Альберт был нрав. Очевидно, эти бедняги двигались недостаточно быстро. Во всяком случае, какой-то заключённый в чистой полосатой одежде, сшитой из гораздо лучшего материала, чем наша, здоровый, крепкий и чисто выбритый, с непроницаемым циничным взглядом, что есть силы колотил тех, кто, по его мнению, недостаточно быстро двигался.

Несчастные падали. И уже не могли снова подняться. Они из последних сил ползли туда, где светило солнце, ибо, как оказалось, мы присутствовали при оздоровительной процедуре. Ведь это больница. И все эти калеки, эти живые трупы, которые выползали из барака и получали бесчисленные удары и пинки, недавно перенесли тиф.
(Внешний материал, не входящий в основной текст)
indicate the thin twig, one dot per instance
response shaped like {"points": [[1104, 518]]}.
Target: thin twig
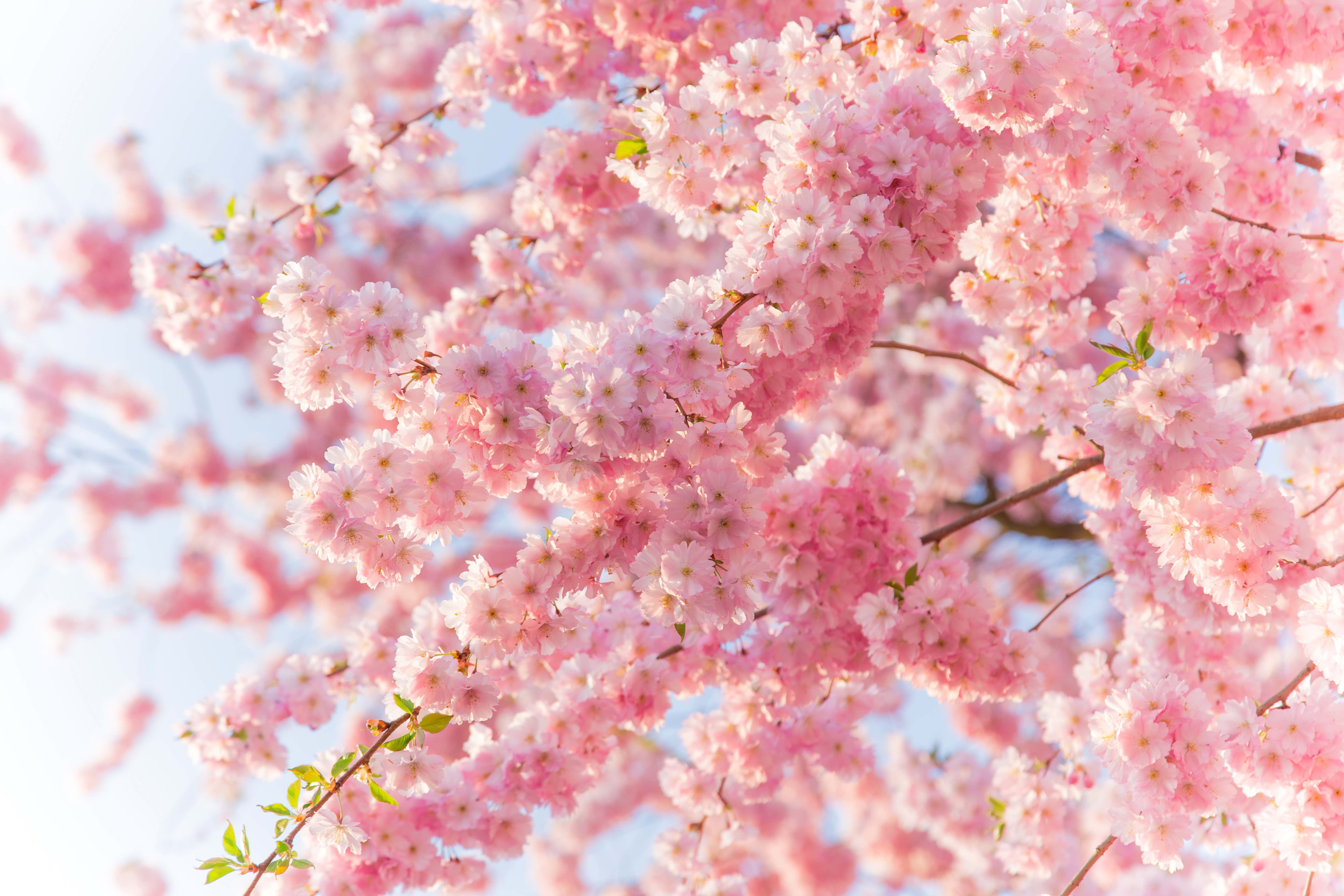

Последняя эпидемия тифа, свирепствовавшая в лагере, за несколько Месяцев сократила его население почти наполовину. Все, кто выжил, были заперты в тифозном бараке, или, как его здесь называли, в «грязном бараке», Л теперь каждого выгоняли «для укрепления здоровья» на солнце в одном лишь рваном вонючем одеяле.

Весь день продолжалась регистрация. Через несколько часов живые скелеты поплелись обратно в барак. И тут я увидел, как люди, которые сами еле держались на ногах, тащили на себе своих окончательно обессилевших товарищей.

Даже в этой вонючей дыре, среди замученных и умирающих, человечность бросала вызов нацистской морали.